A moderate earthquake shook an inland area of Southern California near San Bernardino on Tuesday night, giving a start to thousands across a heavily populated area with more than one person comparing it to a rumbling big rig.

There were no immediate reports of damages or injuries.

Authorities say a magnitude-4.8 earthquake in Canada was widely felt across northwest Washington state, but no major damage or injuries have been reported.

A magnitude-4.4 quake hit in foothills northwest of San Bernardino, Calif. about 5:38 p.m. at a depth of about three miles, a report from the U.S. Geological Survey said. Aftershocks of magnitude 3.8 and 3.2 came minutes later, and dozens of tiny aftershocks followed in the next few hours.

People reported feeling the earthquake throughout the suburbs east of Los Angeles, which is about 50 miles southwest of the epicenter.

EarthquakeBrenda Torres, 24, a waitress at Papa Tony’s Diner in San Bernardino said customers were a bit shook up but kept calm. Nothing in the restaurant rattled or broke and the quake was so short there wasn’t even time to take cover under a table.

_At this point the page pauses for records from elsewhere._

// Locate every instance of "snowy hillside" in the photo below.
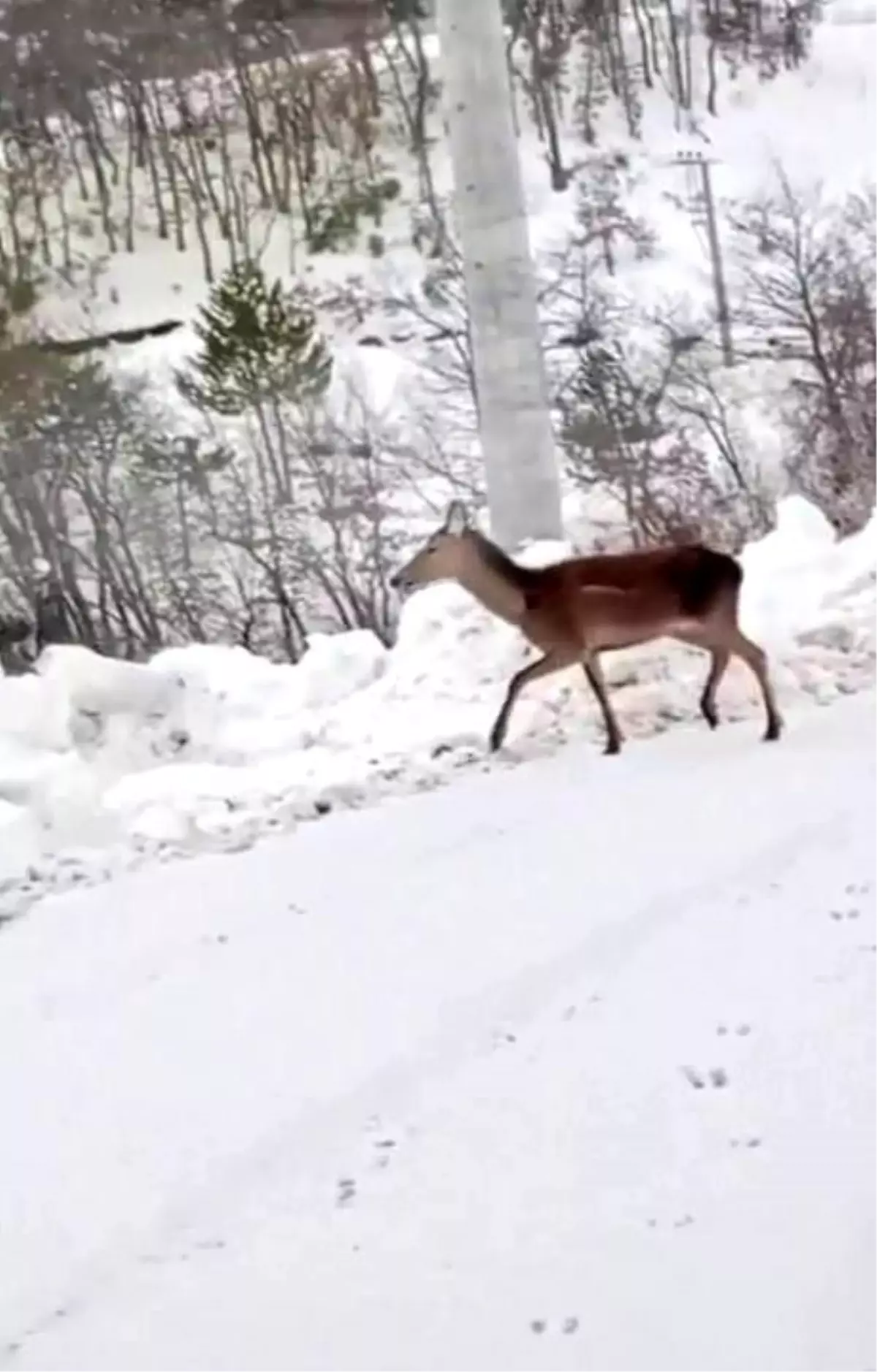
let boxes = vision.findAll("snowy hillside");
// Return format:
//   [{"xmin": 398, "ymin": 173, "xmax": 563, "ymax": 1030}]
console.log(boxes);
[
  {"xmin": 0, "ymin": 498, "xmax": 877, "ymax": 915},
  {"xmin": 0, "ymin": 677, "xmax": 877, "ymax": 1372},
  {"xmin": 0, "ymin": 3, "xmax": 877, "ymax": 1372}
]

“At first I thought it was a semi-truck that had hit the building or something,” Torres said.

Laura Melgoza, 23, a college student and cashier at WaBa Grill in San Bernardino, said she and her co-workers headed toward the front of the building as the restaurant shook.

“I was just panicking,” she said. “It was the biggest one that I’ve felt.”

Police in the area also said they had no reports of problems from the quake.

The quake came near the intersection of the San Jacinto, San Andreas and Cucamonga faults, three of the largest in Southern California, but it was too small to determine which fault was responsible, the USGS said.

There have been nine earthquakes above magnitude-4 In the general area in the last 10 years.

“There’s nothing particularly different about it that we can see at this point,” Lucy Jones, a USGS seismologist, told KNBC-TV.

Traditionally earthquakes of this size are a monthly occurrence in Southern California, but “it’s been quieter for the last few years,” Jones said.

There is a 5 percent chance that the quake, or any quake, is a precursor of something bigger, Jones said.

In the quake that struck Washington, the USGS says it struck around 11:40 p.m. Tuesday 11 miles northeast of Victoria, Canada.

Randy Baldwin, a geophysicist with the USGS, says it was felt for a radius of 150 miles. He says he hasn’t heard of any major damage or recorded any aftershocks.

Tom Eades, a 911 dispatcher with the San Juan County Sheriff’s Office in Washington, says the agency received lots of calls but no reports of damage or injuries. The agency is in the San Juan Islands, between Vancouver Island in British Columbia and mainland Washington.

The USGS website has recorded more than 10,000 reports of the quake being felt.